From the tone of her remarks, Dr. Pailey appeared to differ with people who refer to Liberia as America’s “step child”, as the Liberian international academic criticized the U.S. for what she called interfering in Liberia’s transitional justice process.
The US government was blamed by many critics for backing the Charles Taylor-led National Patriotic Front of Liberia (NPFL) rebels who invaded Liberia from neighbouring Ivory Coast on the eve of Christmas in 1989, thus sparking 14 years of fratricidal civil war which left at least 250,00 people killed.
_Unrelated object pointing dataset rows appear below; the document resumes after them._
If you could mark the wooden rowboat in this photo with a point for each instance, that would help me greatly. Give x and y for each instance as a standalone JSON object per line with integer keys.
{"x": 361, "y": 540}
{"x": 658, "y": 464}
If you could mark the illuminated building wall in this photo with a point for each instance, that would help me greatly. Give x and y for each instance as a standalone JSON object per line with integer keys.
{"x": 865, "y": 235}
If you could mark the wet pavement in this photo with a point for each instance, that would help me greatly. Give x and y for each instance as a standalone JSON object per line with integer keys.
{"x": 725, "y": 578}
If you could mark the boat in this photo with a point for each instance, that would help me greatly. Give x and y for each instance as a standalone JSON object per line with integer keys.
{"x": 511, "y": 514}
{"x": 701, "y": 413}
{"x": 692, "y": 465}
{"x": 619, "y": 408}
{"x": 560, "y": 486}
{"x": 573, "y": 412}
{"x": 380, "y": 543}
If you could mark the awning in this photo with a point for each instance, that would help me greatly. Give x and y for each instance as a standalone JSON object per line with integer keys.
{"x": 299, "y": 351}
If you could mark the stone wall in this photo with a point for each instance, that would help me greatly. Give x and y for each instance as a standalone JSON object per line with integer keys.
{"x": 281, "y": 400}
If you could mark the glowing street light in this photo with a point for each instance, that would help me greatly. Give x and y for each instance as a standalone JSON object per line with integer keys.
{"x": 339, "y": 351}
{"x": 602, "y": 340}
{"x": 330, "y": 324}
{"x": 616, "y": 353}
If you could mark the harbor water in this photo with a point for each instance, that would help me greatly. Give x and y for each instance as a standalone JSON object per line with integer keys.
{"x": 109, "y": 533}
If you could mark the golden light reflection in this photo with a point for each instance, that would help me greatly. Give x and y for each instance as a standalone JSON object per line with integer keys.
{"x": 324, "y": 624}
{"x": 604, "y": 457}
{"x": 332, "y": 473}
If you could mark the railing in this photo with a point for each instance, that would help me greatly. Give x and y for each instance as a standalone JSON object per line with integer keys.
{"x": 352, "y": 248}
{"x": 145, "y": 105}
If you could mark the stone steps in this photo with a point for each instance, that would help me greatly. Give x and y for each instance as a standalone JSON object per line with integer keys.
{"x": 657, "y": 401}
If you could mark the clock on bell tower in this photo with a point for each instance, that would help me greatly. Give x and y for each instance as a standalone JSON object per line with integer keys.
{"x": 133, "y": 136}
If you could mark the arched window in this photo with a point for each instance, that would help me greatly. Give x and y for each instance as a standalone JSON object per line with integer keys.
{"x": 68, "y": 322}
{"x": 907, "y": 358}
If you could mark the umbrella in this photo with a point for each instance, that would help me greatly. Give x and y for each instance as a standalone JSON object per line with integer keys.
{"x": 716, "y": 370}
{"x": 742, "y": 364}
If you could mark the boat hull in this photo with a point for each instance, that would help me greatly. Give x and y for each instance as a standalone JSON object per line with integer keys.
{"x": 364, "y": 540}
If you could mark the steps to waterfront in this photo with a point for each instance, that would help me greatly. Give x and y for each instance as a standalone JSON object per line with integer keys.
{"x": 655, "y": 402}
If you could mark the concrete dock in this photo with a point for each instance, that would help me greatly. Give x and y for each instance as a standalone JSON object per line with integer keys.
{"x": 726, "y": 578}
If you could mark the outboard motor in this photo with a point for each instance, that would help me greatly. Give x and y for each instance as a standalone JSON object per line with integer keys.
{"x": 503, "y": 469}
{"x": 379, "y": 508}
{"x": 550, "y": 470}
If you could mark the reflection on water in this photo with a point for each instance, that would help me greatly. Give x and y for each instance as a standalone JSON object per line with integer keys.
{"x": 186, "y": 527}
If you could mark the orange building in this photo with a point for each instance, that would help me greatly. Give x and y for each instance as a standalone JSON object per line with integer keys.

Taylor had earlier escaped US prison in Boston to lead the war, trained in Libya and used Ivorian territory to prosecute his rebel onslaught.
For many years after the war which officially ended in 2003, the US had been ambivalent about post-war justice for perpetrator of the war crimes and crimes against humanity committed.
In her speech, the 177th Independence Day Oratto wants a re-imagined Liberia is not only free from colonial relations of power, but also from colonial artefacts that cripple Liberia, adding that in this vein.
In a reference to Liberian national symbols and images patterned after those of America, Dr. Pailey reechoed calls made in the past to adopt national symbols that represent the “cultural breadth and historical depth” of our shared experiences.
”I urge us to forge a new political identity by re-imagining and revising these symbols. Why is the national motto on our seal not ‘the love of liberty united us here,’ as suggested by the Truth and Reconciliation Commission’s final report? Why are we still calling our highest national honor the ‘Most Venerable Order of Knighthood of the Pioneers of the Republic of Liberia’ when the word ‘pioneers’ remains politically charged? How could renaming our capital, Monrovia, help us to decolonize” Dr. Pailey said
”By the time free and formerly enslaved blacks arrived on the coast of pre-settler Liberia in the mid-nineteenth century, 250 years of migration had preceded them. So, our shared historical narrative must be that we are all immigrants. None of us belongs here more than the other. Dignity must define us,” she added.
The Liberian government of President Joseph Boakai has been distancing itself from the remarks by the Orator.
Information Minister Jerolinmek Piah is quoted by a local daily, FrontpageAfrica as saying, “She doesn’t work for the government. She is a private citizen. She has her right to freedom of expression. I do know about the Charge Affairs walking out and if she does that she knows her reasons.”